« C’était pas ma guerre ! » Cette fameuse réplique, qui nous a, pour beaucoup, été rendue célèbre grâce à la voix d’Alain Dorval, vient exprimer le désarroi d’un homme, un personnage de cinéma devenu culte, qui ne demandait rien sinon la paix. Depuis les (presque) quarante ans qui nous séparent aujourd’hui de la sortie initiale du film, quasiment tout a déjà été dit sur ce film de légende, qui a été décortiqué et étudié sous toutes les coutures. Mais, à quelques semaines à peine de la sortie de Rambo V : Last Blood, nouvel opus de la saga, un petit retour aux sources semblait assez opportun.
Rambo, c’est l’histoire de ce vétéran du Viêt Nam qui erre de ville en ville sur les routes des États-Unis, à la recherche de ses anciens compagnons d’armes. Loin de l’enfer de la jungle, il cherche un but à son existence, et c’est bien ce qui gêne les forces de l’ordre locales qui voient d’un mauvais œil celui qu’ils considèrent comme un vagabond. Devenu marginal, cible idéale, Rambo devient la proie dans une véritable chasse à l’homme. Mais peut-on réellement chasser un homme quasiment revenu à l’état sauvage ? C’est ce qui constitue tout le cœur de l’intrigue et de la réflexion proposée par Rambo, film d’aventure, d’action et de guerre qui vient ramener l’humanité à ses origines. Plus qu’un film culte, c’est une remarquable illustration de la guerre et de ses effets sur l’Homme.
Le sort réservé à Rambo est à l’image de ce qui arriva à beaucoup de soldats démobilisés après la guerre.
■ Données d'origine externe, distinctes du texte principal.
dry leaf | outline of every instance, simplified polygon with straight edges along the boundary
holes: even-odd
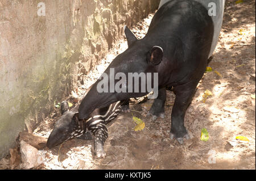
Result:
[[[204,141],[207,141],[209,140],[209,133],[205,128],[203,128],[201,130],[200,140]]]
[[[11,158],[9,160],[9,165],[11,166],[11,169],[14,169],[20,163],[20,155],[19,154],[18,148],[10,149],[10,154]]]
[[[204,91],[204,94],[203,95],[203,97],[204,98],[203,102],[204,103],[205,102],[205,100],[207,99],[208,96],[210,96],[210,95],[213,95],[212,92],[210,91],[209,91],[209,90],[207,89]]]
[[[211,67],[209,67],[209,66],[207,67],[205,72],[209,72],[209,71],[212,71],[212,69]]]
[[[238,0],[238,1],[236,1],[236,4],[241,3],[242,2],[243,2],[243,0]]]
[[[72,103],[70,103],[69,102],[68,102],[68,107],[71,107],[73,106],[73,104]]]
[[[222,77],[222,75],[221,75],[221,74],[219,72],[218,72],[217,71],[214,70],[214,72],[215,72],[215,73],[217,74],[217,75],[218,75],[220,76],[220,77]]]
[[[145,128],[145,123],[143,122],[139,124],[137,124],[136,127],[135,127],[134,131],[142,131]]]
[[[236,139],[240,140],[241,141],[249,141],[249,140],[246,138],[245,136],[238,136],[236,137]]]
[[[135,123],[137,125],[134,128],[135,131],[142,131],[145,127],[145,123],[143,122],[141,119],[134,117],[133,115],[133,119],[134,123]]]

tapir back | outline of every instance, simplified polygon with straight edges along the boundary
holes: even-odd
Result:
[[[174,0],[161,0],[159,3],[158,9],[161,8],[161,7],[167,2],[172,1]],[[195,1],[200,3],[207,10],[209,10],[212,7],[213,7],[213,6],[212,6],[212,4],[211,3],[214,3],[216,5],[216,15],[210,16],[213,22],[214,33],[213,40],[212,42],[212,45],[210,47],[210,50],[208,55],[209,58],[213,53],[213,52],[217,45],[217,43],[218,43],[218,36],[220,36],[220,33],[222,24],[225,0],[191,0],[191,1]]]

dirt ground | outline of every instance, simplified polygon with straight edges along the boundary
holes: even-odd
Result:
[[[119,115],[108,125],[105,158],[93,158],[93,141],[74,139],[45,150],[44,164],[36,169],[255,169],[255,26],[254,1],[236,4],[226,1],[222,29],[209,66],[187,111],[184,124],[192,137],[180,145],[169,138],[175,95],[167,91],[164,119],[145,117],[152,101],[130,105],[134,116],[145,122],[142,131],[134,130],[130,113]],[[142,38],[154,14],[131,28]],[[81,77],[84,85],[75,94],[82,95],[115,56],[127,48],[123,39],[101,64]],[[217,72],[214,72],[217,71]],[[204,99],[206,90],[212,95]],[[71,96],[67,98],[72,102]],[[61,100],[60,100],[61,102]],[[60,116],[56,108],[34,133],[48,136]],[[208,141],[200,140],[202,128]],[[246,137],[249,141],[236,137]],[[6,158],[6,159],[7,159]]]

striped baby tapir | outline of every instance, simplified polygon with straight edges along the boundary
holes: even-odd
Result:
[[[128,100],[118,101],[109,106],[96,109],[86,120],[79,120],[79,103],[71,110],[68,110],[67,101],[61,104],[61,116],[56,123],[47,142],[52,148],[67,141],[78,138],[92,140],[94,136],[94,157],[105,157],[104,142],[108,136],[106,125],[114,119],[123,106],[124,111],[129,108]]]

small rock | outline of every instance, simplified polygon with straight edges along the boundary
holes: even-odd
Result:
[[[189,108],[188,108],[188,111],[189,112],[192,112],[193,110],[193,108],[192,108],[192,107],[189,107]]]
[[[98,71],[100,73],[104,72],[105,69],[105,67],[104,65],[101,64],[97,66],[97,70],[98,70]]]
[[[39,151],[23,140],[20,141],[20,154],[22,161],[22,167],[30,169],[43,163],[45,159],[42,151]]]
[[[255,81],[255,74],[251,74],[250,75],[251,75],[251,77],[250,77],[250,79],[251,79],[253,81]]]

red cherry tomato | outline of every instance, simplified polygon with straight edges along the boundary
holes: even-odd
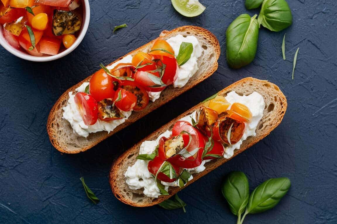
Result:
[[[122,81],[119,87],[131,92],[137,97],[137,103],[133,107],[134,110],[141,110],[149,104],[149,94],[139,83],[133,81]]]
[[[134,94],[121,88],[118,88],[115,93],[114,100],[116,106],[124,111],[131,110],[137,103],[137,97]]]
[[[158,170],[160,168],[160,166],[165,161],[161,159],[158,156],[156,156],[154,158],[153,160],[151,160],[149,162],[148,165],[148,169],[149,171],[154,175],[155,176],[157,174]],[[174,170],[174,172],[176,172],[176,175],[178,176],[179,174],[180,168],[179,167],[176,166],[174,164],[172,164],[172,167]],[[165,174],[162,173],[159,173],[157,176],[157,178],[158,180],[162,180],[165,182],[171,182],[175,181],[176,179],[173,178],[171,179],[166,176]]]
[[[93,75],[89,83],[90,95],[96,100],[100,101],[103,99],[113,98],[115,96],[116,83],[115,80],[108,75],[102,69]]]
[[[153,55],[154,60],[156,61],[159,68],[164,64],[166,65],[164,75],[161,78],[163,82],[168,85],[172,84],[177,79],[177,71],[179,65],[177,60],[174,57],[163,55]]]
[[[98,109],[97,103],[92,96],[82,92],[75,95],[75,102],[86,125],[91,125],[97,121]]]

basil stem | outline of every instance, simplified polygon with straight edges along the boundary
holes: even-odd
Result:
[[[99,199],[97,198],[96,195],[95,195],[95,194],[90,190],[90,188],[89,188],[87,185],[85,184],[85,183],[84,182],[84,179],[83,178],[83,177],[82,177],[80,178],[80,179],[82,181],[82,184],[83,185],[83,187],[84,188],[84,190],[85,191],[85,193],[86,194],[87,196],[94,203],[95,205],[98,202],[99,202]]]
[[[114,28],[114,30],[112,31],[112,34],[114,34],[115,32],[121,28],[124,28],[125,27],[127,27],[127,25],[126,24],[122,24],[121,25],[119,25],[119,26],[116,26]]]
[[[183,42],[180,44],[179,53],[177,56],[177,62],[179,66],[185,64],[191,57],[193,52],[193,45],[190,43]]]

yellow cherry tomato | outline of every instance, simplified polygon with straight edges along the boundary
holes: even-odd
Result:
[[[32,19],[32,26],[39,30],[44,30],[48,24],[48,15],[41,12],[35,15]]]
[[[76,38],[73,34],[66,34],[63,35],[63,45],[66,48],[68,48],[76,40]]]
[[[220,114],[225,111],[230,105],[231,104],[228,102],[224,97],[218,95],[210,100],[208,107],[218,112],[218,114]]]
[[[246,120],[246,121],[250,121],[253,117],[248,107],[240,103],[234,103],[232,104],[230,110],[240,115]]]

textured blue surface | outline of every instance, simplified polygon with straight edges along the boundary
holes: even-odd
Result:
[[[235,223],[220,186],[232,170],[247,175],[251,190],[270,178],[288,177],[291,188],[274,209],[245,223],[337,223],[337,5],[335,0],[288,0],[293,24],[273,33],[261,28],[255,60],[241,69],[226,62],[226,28],[244,0],[204,0],[200,16],[187,18],[170,1],[91,1],[88,32],[70,55],[49,62],[25,61],[0,47],[0,223]],[[128,27],[112,35],[115,26]],[[219,39],[222,53],[211,77],[91,150],[62,154],[46,130],[61,94],[105,64],[158,36],[163,30],[202,26]],[[287,59],[281,45],[287,33]],[[291,80],[293,59],[300,49]],[[234,82],[253,76],[279,85],[288,109],[282,123],[249,150],[179,193],[187,212],[137,208],[115,198],[108,174],[124,150],[186,109]],[[172,110],[172,108],[175,109]],[[167,111],[170,111],[169,113]],[[101,202],[87,197],[80,178]]]

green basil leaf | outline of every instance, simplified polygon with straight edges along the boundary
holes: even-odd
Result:
[[[298,54],[298,51],[300,50],[300,48],[297,48],[295,53],[295,56],[294,56],[294,61],[293,64],[293,75],[292,76],[292,79],[294,79],[294,72],[295,71],[295,66],[296,66],[296,62],[297,60],[297,54]]]
[[[154,158],[158,155],[158,149],[159,145],[157,145],[154,151],[150,154],[140,154],[137,156],[136,159],[142,160],[153,160]]]
[[[226,32],[227,63],[234,69],[246,65],[255,57],[258,38],[256,14],[251,18],[242,14],[233,21]]]
[[[186,203],[179,198],[177,194],[174,197],[171,197],[167,200],[159,203],[158,205],[165,209],[170,210],[182,208],[184,212],[186,212],[185,208],[186,206]]]
[[[122,25],[120,25],[119,26],[116,26],[114,28],[114,30],[112,31],[113,34],[115,33],[115,32],[121,28],[124,28],[125,27],[127,27],[127,25],[126,24],[122,24]]]
[[[179,53],[177,56],[177,62],[182,65],[188,60],[193,52],[193,45],[191,43],[183,42],[179,48]]]
[[[232,213],[240,216],[244,211],[249,197],[249,185],[246,175],[239,171],[231,172],[226,177],[222,190]]]
[[[33,32],[33,30],[28,25],[25,25],[27,28],[27,31],[28,31],[28,34],[29,35],[29,38],[30,38],[30,42],[32,44],[32,46],[30,47],[28,49],[30,51],[33,50],[35,48],[35,36],[34,36],[34,33]],[[31,47],[33,48],[32,49]]]
[[[282,41],[282,46],[281,48],[282,49],[282,56],[283,57],[283,59],[285,60],[285,35],[286,34],[284,34],[284,36],[283,36],[283,40]]]
[[[172,55],[174,55],[174,54],[172,54],[172,53],[171,53],[170,51],[167,51],[166,50],[165,50],[165,49],[159,49],[159,48],[158,48],[158,49],[153,49],[153,50],[151,50],[150,51],[149,51],[149,53],[151,53],[151,52],[152,52],[152,51],[163,51],[164,52],[165,52],[166,53],[168,53],[169,54],[172,54]]]
[[[208,97],[207,99],[205,99],[205,100],[204,100],[203,101],[201,102],[202,103],[204,103],[205,102],[207,102],[208,100],[211,100],[212,99],[214,99],[214,98],[215,98],[216,97],[216,96],[217,96],[217,95],[218,95],[218,93],[215,93],[215,94],[214,94],[214,95],[212,95],[212,96],[211,96],[209,97]]]
[[[293,16],[285,0],[265,0],[257,18],[261,25],[272,31],[279,31],[293,23]]]
[[[89,91],[89,84],[88,84],[87,86],[85,87],[85,89],[84,90],[84,92],[87,94],[89,95],[90,94],[90,92]]]
[[[93,202],[95,205],[99,202],[99,199],[97,198],[95,194],[85,184],[84,182],[84,179],[83,177],[80,178],[80,179],[82,182],[82,184],[83,185],[83,187],[84,188],[84,190],[85,191],[85,193],[87,194],[87,196],[89,198],[89,199],[91,200],[91,201]]]
[[[257,186],[250,195],[246,212],[254,214],[274,208],[290,187],[286,177],[272,178]]]
[[[245,6],[247,9],[257,8],[260,7],[263,2],[263,0],[246,0]]]
[[[26,9],[26,10],[27,12],[31,14],[32,15],[33,15],[34,16],[35,16],[35,14],[34,14],[34,13],[33,11],[33,9],[32,9],[29,6],[27,6],[26,7],[25,7],[25,8]]]

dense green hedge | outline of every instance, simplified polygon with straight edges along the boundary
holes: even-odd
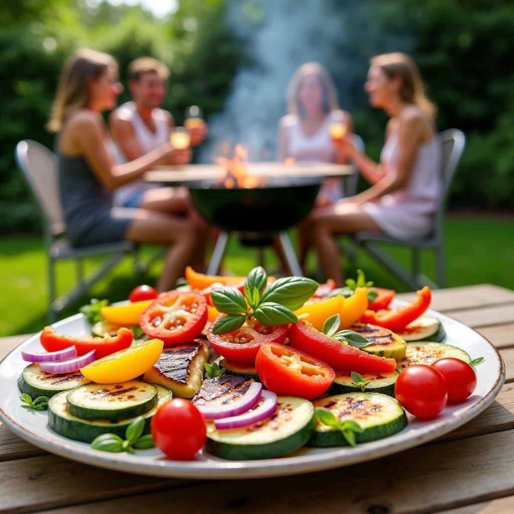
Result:
[[[276,1],[295,8],[288,0]],[[385,117],[369,108],[361,91],[368,60],[383,51],[412,51],[439,106],[439,127],[458,127],[467,136],[451,205],[514,210],[512,2],[361,0],[356,9],[350,0],[327,1],[347,31],[348,42],[341,49],[353,51],[357,71],[344,93],[352,94],[356,130],[371,154],[377,156]],[[298,2],[297,8],[315,3]],[[0,233],[37,230],[36,211],[15,167],[14,148],[24,138],[52,146],[53,137],[43,127],[59,71],[74,48],[87,45],[112,53],[122,78],[132,59],[154,55],[172,68],[165,106],[179,121],[192,103],[201,104],[208,115],[219,112],[238,67],[249,65],[243,42],[226,15],[236,3],[182,0],[178,11],[163,20],[137,6],[103,3],[91,10],[85,0],[0,5]],[[247,0],[242,5],[251,13],[266,4]],[[256,21],[256,29],[261,23]],[[340,83],[344,70],[335,62],[329,67]],[[125,92],[120,100],[127,98]]]

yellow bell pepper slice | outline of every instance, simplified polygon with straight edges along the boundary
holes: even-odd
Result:
[[[353,295],[345,299],[342,308],[339,311],[341,318],[339,330],[347,328],[350,325],[360,319],[367,308],[367,288],[356,288]]]
[[[160,339],[150,339],[99,359],[81,368],[80,372],[99,384],[131,380],[155,364],[163,346]]]
[[[102,307],[100,313],[107,321],[118,326],[139,325],[143,311],[153,301],[153,300],[143,300],[125,305],[108,305]]]
[[[316,330],[321,332],[325,320],[334,314],[340,315],[346,301],[344,297],[335,296],[316,303],[304,305],[295,310],[295,314],[299,319],[306,320],[313,324]]]

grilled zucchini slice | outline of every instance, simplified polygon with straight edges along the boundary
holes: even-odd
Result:
[[[350,329],[363,336],[370,340],[367,346],[361,348],[368,353],[401,360],[405,358],[406,343],[397,334],[387,328],[369,323],[356,323]]]
[[[328,409],[344,421],[353,419],[363,431],[355,432],[357,443],[366,443],[392,435],[407,425],[401,406],[394,398],[378,393],[347,393],[328,396],[314,402],[315,407]],[[342,446],[347,445],[339,430],[318,421],[309,446]]]
[[[148,412],[157,402],[157,390],[140,380],[90,384],[66,397],[68,412],[85,419],[124,419]]]
[[[381,393],[394,397],[394,384],[400,372],[395,370],[391,373],[364,373],[362,374],[364,382],[371,382],[366,386],[366,393]],[[353,384],[350,372],[336,371],[336,378],[327,390],[327,394],[341,394],[343,393],[362,392],[360,387]]]
[[[444,357],[452,357],[469,364],[471,358],[464,350],[456,346],[432,341],[418,341],[407,343],[405,358],[398,363],[397,369],[401,371],[413,364],[426,364],[428,366]]]
[[[162,386],[155,384],[157,390],[157,403],[152,409],[143,414],[144,418],[143,434],[150,432],[150,420],[163,403],[171,399],[171,391]],[[48,426],[54,432],[69,439],[84,443],[91,443],[102,434],[116,434],[125,438],[127,427],[136,419],[135,417],[118,421],[108,419],[82,419],[70,414],[66,408],[66,396],[64,391],[56,395],[48,402]]]
[[[77,370],[68,373],[47,373],[40,369],[36,362],[29,364],[18,378],[18,387],[22,393],[31,398],[50,398],[63,391],[69,391],[91,383]]]
[[[314,408],[310,401],[279,396],[274,413],[253,425],[219,430],[209,423],[206,446],[213,455],[224,458],[271,458],[305,445],[314,431],[315,424]]]
[[[440,343],[446,337],[443,323],[437,318],[421,316],[409,323],[397,334],[407,342],[412,341],[432,341]]]
[[[204,364],[208,359],[207,345],[200,339],[168,347],[143,379],[168,388],[174,397],[192,398],[201,386]]]

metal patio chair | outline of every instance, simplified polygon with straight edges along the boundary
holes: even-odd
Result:
[[[419,289],[425,284],[433,287],[444,287],[445,284],[443,241],[444,213],[450,185],[464,150],[466,138],[464,133],[457,128],[446,130],[439,134],[437,137],[441,144],[443,191],[435,213],[434,231],[432,234],[422,239],[403,240],[372,231],[362,231],[353,236],[354,241],[362,245],[394,274],[415,289]],[[393,243],[412,248],[412,264],[410,273],[379,247],[378,244],[380,243]],[[436,284],[420,272],[420,250],[425,248],[431,249],[435,252]]]
[[[70,304],[78,299],[125,255],[131,254],[136,271],[137,247],[128,241],[74,248],[65,235],[66,223],[61,205],[58,183],[58,157],[46,146],[29,140],[20,141],[14,152],[41,213],[45,245],[48,255],[48,289],[50,317],[52,321]],[[90,277],[84,276],[84,257],[112,253],[111,258],[97,268]],[[76,263],[78,284],[64,294],[57,296],[55,266],[58,261],[73,259]]]

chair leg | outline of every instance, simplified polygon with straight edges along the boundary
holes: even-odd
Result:
[[[222,261],[223,260],[225,250],[227,249],[228,238],[229,233],[226,230],[220,231],[216,244],[214,245],[214,249],[212,252],[211,262],[207,267],[208,275],[215,275],[217,273],[219,266],[221,266]]]
[[[295,277],[303,277],[303,273],[302,272],[300,263],[295,253],[295,249],[292,247],[289,234],[286,230],[281,230],[279,232],[279,242],[284,252],[289,271]]]

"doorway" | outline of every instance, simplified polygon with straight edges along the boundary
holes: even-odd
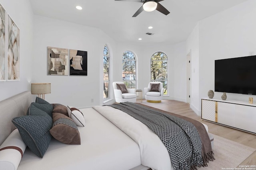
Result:
[[[187,86],[187,94],[186,97],[186,102],[190,104],[191,102],[191,51],[190,51],[187,55],[186,63],[186,86]]]

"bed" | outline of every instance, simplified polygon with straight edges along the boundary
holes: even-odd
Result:
[[[5,111],[1,113],[0,121],[0,169],[173,169],[166,148],[152,131],[122,111],[108,106],[80,109],[85,122],[84,127],[77,127],[81,145],[66,145],[52,137],[42,158],[24,145],[21,147],[25,147],[26,150],[1,150],[12,143],[6,142],[10,134],[18,131],[12,119],[27,114],[34,101],[32,96],[30,92],[24,92],[0,102],[0,109]],[[204,126],[207,131],[207,126]],[[20,139],[22,141],[20,137]],[[22,158],[20,153],[23,153]],[[4,162],[6,155],[10,154],[10,160]],[[4,166],[9,168],[4,168]]]

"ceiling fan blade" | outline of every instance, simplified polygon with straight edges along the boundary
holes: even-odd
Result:
[[[144,2],[145,0],[115,0],[117,1],[134,2]]]
[[[141,7],[140,8],[140,9],[139,9],[138,11],[137,11],[137,12],[135,12],[135,14],[134,14],[134,15],[132,16],[132,17],[136,17],[138,15],[140,14],[141,12],[142,12],[144,10],[143,10],[143,6],[141,6]]]
[[[170,14],[170,12],[169,12],[169,11],[166,10],[166,8],[164,7],[162,5],[159,3],[157,3],[157,6],[156,7],[156,10],[157,10],[160,12],[162,12],[166,16],[167,16]]]

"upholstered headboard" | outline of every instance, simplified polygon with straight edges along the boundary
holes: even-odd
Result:
[[[15,128],[12,118],[26,114],[32,96],[26,91],[0,102],[0,145]]]

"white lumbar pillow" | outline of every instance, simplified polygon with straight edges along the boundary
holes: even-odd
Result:
[[[26,147],[15,129],[0,146],[0,169],[17,170]]]
[[[84,117],[82,113],[74,107],[68,106],[68,116],[79,126],[84,126]]]

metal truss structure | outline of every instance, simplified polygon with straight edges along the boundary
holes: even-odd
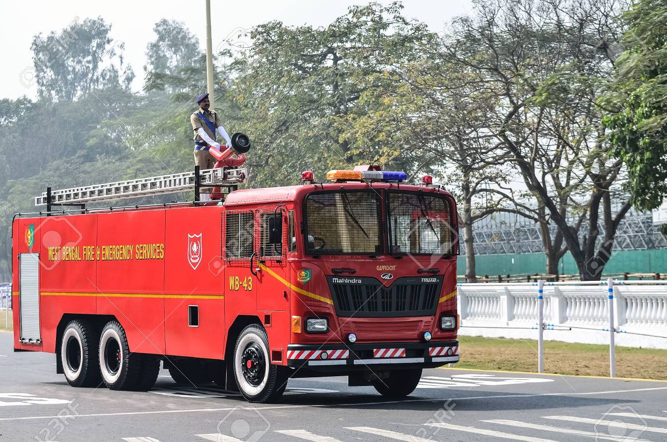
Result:
[[[585,233],[586,226],[584,223],[580,231],[580,237]],[[598,228],[600,232],[599,242],[604,236],[604,226],[601,224]],[[550,230],[553,238],[556,234],[556,226],[552,225]],[[514,214],[497,213],[476,222],[473,238],[477,255],[544,251],[539,226],[531,220]],[[630,210],[618,225],[614,250],[656,248],[667,248],[667,238],[660,233],[659,226],[652,225],[651,212]],[[465,253],[463,247],[461,252]]]

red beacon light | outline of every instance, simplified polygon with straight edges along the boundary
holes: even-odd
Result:
[[[315,176],[311,170],[301,172],[301,180],[304,183],[310,184],[315,180]]]

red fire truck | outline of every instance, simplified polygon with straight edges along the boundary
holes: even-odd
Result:
[[[177,382],[214,381],[251,402],[277,400],[291,377],[333,375],[402,397],[423,369],[458,361],[450,194],[377,167],[233,190],[246,175],[37,197],[47,211],[12,226],[15,351],[55,353],[74,387],[145,391],[161,361]],[[84,206],[193,182],[193,202]],[[223,203],[197,201],[206,184],[229,190]]]

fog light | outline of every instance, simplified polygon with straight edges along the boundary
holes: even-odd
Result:
[[[305,331],[309,333],[326,333],[329,330],[329,320],[326,318],[307,318],[305,320]]]
[[[440,316],[440,330],[454,330],[456,328],[456,316]]]

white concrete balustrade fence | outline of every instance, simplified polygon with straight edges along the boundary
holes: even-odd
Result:
[[[667,284],[632,282],[619,281],[614,286],[614,322],[620,332],[616,334],[616,345],[667,349]],[[609,333],[604,331],[609,327],[607,294],[604,282],[545,283],[545,323],[561,326],[556,328],[580,328],[546,330],[544,339],[608,343]],[[537,339],[538,330],[528,328],[538,322],[536,283],[459,284],[458,300],[461,335]]]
Au cinéma, une quarantaine d’années auparavant, Eddie Bartlett, personnage principal des Fantastiques Années 20 (1939) joué par James Cagney, tentait de retrouver sa place dans la société après avoir combattu sur le front français lors de la Première Guerre Mondiale. Il ne put retrouver cette place, et dut se mettre au commerce illégal d’alcool lors de la Prohibition. Ici, la problématique de la réinsertion s’exprime à travers la solitude de Rambo, qui erre seul de ville en ville, qui cherche ses anciens camarades, et qui n’a, apparemment, pas de famille. Pire que de ne pouvoir obtenir cette réinsertion, on la lui refuse. Car Rambo n’est pas juste un soldat devenu vagabond, il est devenu l’esprit de la guerre, qu’on refuse de regarder en face, et qu’on préfère chasser de nos esprits. En effet, en ramenant Rambo dans la forêt, dos au mur, on le ramène dans l’état de bestialité dans lequel la guerre l’a plongé. Mais, au-delà de cela, il a été contaminé par la guerre elle-même, dont il est devenu la représentation.
De nos jours, l’idée d’un monde en guerre semble de plus en plus lointaine, même si de nombreux conflits locaux continuent de sévir à plusieurs points du globe. La guerre du Viêt Nam fut un cas très particulier pour les américains, divisant le peuple, ayant l’image d’une guerre impérialiste, terriblement cruelle, et elle représente aussi un échec inédit pour le pays et l’idéologie qu’il prône. Rambo est un épiphénomène de ce conflit et de son image auprès de la population. Enrôlé par son pays, il est devenu, à son retour, un paria, un indésirable. Cette guerre, on ne veut plus la voir. Mais il ne s’agit pas de la dénoncer, il s’agit de l’anéantir en faisant la guerre à la guerre. Ici, c’est la destruction de l’homme par l’homme. Ce n’est pas juste la guerre qui le détruit, ce sont les institutions-mêmes du pays qui la mènent, qui le détruisent. Rambo, c’est l’idée selon laquelle ceux qui mènent et qui approuvent la guerre ne valent pas mieux que ceux qui la font, au contraire, même. Autour, la nature reste reine et spectatrice, pendant que les Hommes se détruisent entre eux.
Si les suites qui seront offertes à ce Rambo prennent totalement son contre-pied en prônant une forme d’action décomplexée et en transformant le vétéran en une machine de guerre, ce premier opus a su faire date dans le genre, en plus de donner naissance au second personnage emblématique qui suivra Sylvester Stallone tout au long de sa carrière. Rambo est un grand moment d’action, mais il va plus loin, faisant de Rambo le porte-voix des victimes de la guerre et de l’horreur qu’elle répand, une âme damnée et brisée, dont les cris et les pleurs résonnent encore dans nos têtes.